Since the lru_cache decorator has unsuitable behaviour for you, the best you can do is to build your own decorator that returns a copy of what it gets from lru_cache. This will mean that the first call with a particular set of arguments will create two copies of the object, since now the cache will only be holding prototype objects.

This question is made more difficult because lru_cache can take arguments (mazsize and typed), so a call to lru_cache returns a decorator.
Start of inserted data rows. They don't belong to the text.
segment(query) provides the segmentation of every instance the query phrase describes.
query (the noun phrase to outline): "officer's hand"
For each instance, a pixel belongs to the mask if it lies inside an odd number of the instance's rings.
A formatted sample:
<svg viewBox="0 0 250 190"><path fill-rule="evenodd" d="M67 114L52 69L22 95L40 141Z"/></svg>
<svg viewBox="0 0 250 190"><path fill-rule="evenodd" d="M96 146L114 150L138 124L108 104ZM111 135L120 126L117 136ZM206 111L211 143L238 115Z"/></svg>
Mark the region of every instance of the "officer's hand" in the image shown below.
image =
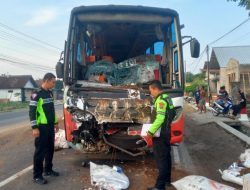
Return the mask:
<svg viewBox="0 0 250 190"><path fill-rule="evenodd" d="M56 132L59 131L59 125L58 124L55 124L55 130L56 130Z"/></svg>
<svg viewBox="0 0 250 190"><path fill-rule="evenodd" d="M147 132L147 137L148 138L153 138L153 135L151 135L149 132Z"/></svg>
<svg viewBox="0 0 250 190"><path fill-rule="evenodd" d="M32 129L32 135L33 137L37 138L40 136L40 131L39 129Z"/></svg>

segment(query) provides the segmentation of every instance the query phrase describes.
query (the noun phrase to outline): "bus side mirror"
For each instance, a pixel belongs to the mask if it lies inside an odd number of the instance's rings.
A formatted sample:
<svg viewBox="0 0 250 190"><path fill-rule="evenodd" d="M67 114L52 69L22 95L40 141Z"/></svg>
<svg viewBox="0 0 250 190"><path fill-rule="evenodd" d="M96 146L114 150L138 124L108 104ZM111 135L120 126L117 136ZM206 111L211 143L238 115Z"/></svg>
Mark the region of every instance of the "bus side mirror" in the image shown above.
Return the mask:
<svg viewBox="0 0 250 190"><path fill-rule="evenodd" d="M64 74L63 69L64 69L64 64L61 62L57 62L57 64L56 64L56 76L57 76L57 78L59 78L59 79L63 78L63 74Z"/></svg>
<svg viewBox="0 0 250 190"><path fill-rule="evenodd" d="M198 58L200 56L200 43L197 39L192 38L190 42L191 57Z"/></svg>

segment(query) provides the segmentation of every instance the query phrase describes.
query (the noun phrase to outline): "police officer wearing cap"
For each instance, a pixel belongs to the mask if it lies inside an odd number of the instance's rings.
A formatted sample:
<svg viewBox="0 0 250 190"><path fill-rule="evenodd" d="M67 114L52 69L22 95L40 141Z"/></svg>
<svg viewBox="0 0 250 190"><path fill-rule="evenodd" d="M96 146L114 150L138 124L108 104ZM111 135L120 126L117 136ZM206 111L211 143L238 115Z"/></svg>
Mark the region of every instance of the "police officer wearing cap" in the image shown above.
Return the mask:
<svg viewBox="0 0 250 190"><path fill-rule="evenodd" d="M153 151L159 171L154 187L148 190L164 190L171 184L171 146L170 146L170 121L169 113L174 110L171 98L163 91L160 81L154 80L149 85L150 94L154 97L154 111L152 125L147 135L153 139ZM154 134L161 129L159 137Z"/></svg>
<svg viewBox="0 0 250 190"><path fill-rule="evenodd" d="M59 130L51 92L55 82L55 75L45 74L41 88L32 93L30 100L29 116L32 134L35 137L33 181L41 185L47 183L47 180L43 178L43 172L44 176L59 176L59 173L52 169L55 130ZM43 171L44 160L45 171Z"/></svg>

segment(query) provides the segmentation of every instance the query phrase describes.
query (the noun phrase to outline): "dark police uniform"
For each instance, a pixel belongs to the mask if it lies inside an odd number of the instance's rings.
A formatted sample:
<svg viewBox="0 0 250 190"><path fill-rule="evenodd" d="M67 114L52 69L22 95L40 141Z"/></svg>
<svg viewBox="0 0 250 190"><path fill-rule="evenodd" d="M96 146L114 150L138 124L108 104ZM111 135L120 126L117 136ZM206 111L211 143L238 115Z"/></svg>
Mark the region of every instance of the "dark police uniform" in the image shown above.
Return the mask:
<svg viewBox="0 0 250 190"><path fill-rule="evenodd" d="M161 128L160 137L153 138L153 150L159 175L156 180L155 187L165 189L166 184L171 183L171 146L170 146L170 123L168 118L169 110L173 110L174 106L171 98L162 93L155 98L153 124L148 133L154 135Z"/></svg>
<svg viewBox="0 0 250 190"><path fill-rule="evenodd" d="M50 90L41 88L32 93L29 110L32 129L38 128L40 136L35 138L34 171L33 177L42 177L43 161L45 172L52 171L54 155L55 124L58 119L55 115L53 94Z"/></svg>

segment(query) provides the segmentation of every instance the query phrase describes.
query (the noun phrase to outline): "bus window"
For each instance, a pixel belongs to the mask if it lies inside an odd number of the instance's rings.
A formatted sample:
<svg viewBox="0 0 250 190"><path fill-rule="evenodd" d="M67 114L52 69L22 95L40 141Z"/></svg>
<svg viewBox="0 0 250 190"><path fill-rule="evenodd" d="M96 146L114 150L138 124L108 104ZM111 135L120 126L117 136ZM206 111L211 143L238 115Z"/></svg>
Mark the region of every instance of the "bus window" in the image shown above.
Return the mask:
<svg viewBox="0 0 250 190"><path fill-rule="evenodd" d="M179 72L179 59L178 59L178 51L174 52L174 73Z"/></svg>
<svg viewBox="0 0 250 190"><path fill-rule="evenodd" d="M156 43L154 43L154 54L162 56L163 46L164 46L163 42L156 42Z"/></svg>
<svg viewBox="0 0 250 190"><path fill-rule="evenodd" d="M150 48L146 49L146 55L150 54Z"/></svg>
<svg viewBox="0 0 250 190"><path fill-rule="evenodd" d="M176 43L176 31L175 31L175 24L174 22L171 24L171 41L172 41L172 44L174 45Z"/></svg>

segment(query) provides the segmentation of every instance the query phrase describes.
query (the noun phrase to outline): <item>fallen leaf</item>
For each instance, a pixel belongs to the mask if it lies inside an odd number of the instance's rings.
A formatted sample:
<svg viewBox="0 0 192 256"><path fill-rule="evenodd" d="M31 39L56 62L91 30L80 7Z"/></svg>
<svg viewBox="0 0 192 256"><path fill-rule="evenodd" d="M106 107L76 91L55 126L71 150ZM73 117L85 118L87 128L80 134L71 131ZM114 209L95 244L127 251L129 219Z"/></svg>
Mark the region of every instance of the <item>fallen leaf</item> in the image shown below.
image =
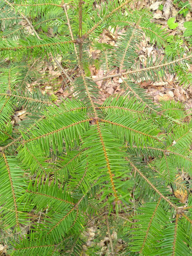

Remembering that a decorator takes a function as its argument and (usually) returns a function, you will have to replace lru_cache with a function that takes two arguments and returns a function that takes a function as an argument and returns a (wrapped) function which is not an easy structure to wrap your head around.

You would then write your functions using the copying_lru_cache decorator instead of the standard one, which is now applied "manually" inside the updated decorator.

Depending on how heavy the mutations are, you might get away without using deepcopy, but you don't give enough information to determine that.

So your code would then read

from functools import lru_cache
from copy import deepcopy

def copying_lru_cache(maxsize=10, typed=False):
    def decorator(f):
        cached_func = lru_cache(maxsize=maxsize, typed=typed)(f)
        def wrapper(*args, **kwargs):
            return deepcopy(cached_func(*args, **kwargs))
        return wrapper
    return decorator

@copying_lru_cache()
def f(arg):
    print(f"Called with {arg}")
    x = [0, 1, arg]  # Stand-in for some long computation
    return x

print(f(1), f(2), f(3), f(1))

This prints

Called with 1
Called with 2
Called with 3
[0, 1, 1] [0, 1, 2] [0, 1, 3] [0, 1, 1]

so the cacheing behaviour your require appears to be present. Note also tht the documentation for lru_cache specifically warns that

In general, the LRU cache should only be used when you want to reuse previously computed values. Accordingly, it doesn’t make sense to cache functions with side-effects, functions that need to create distinct mutable objects on each call, or impure functions such as time() or random().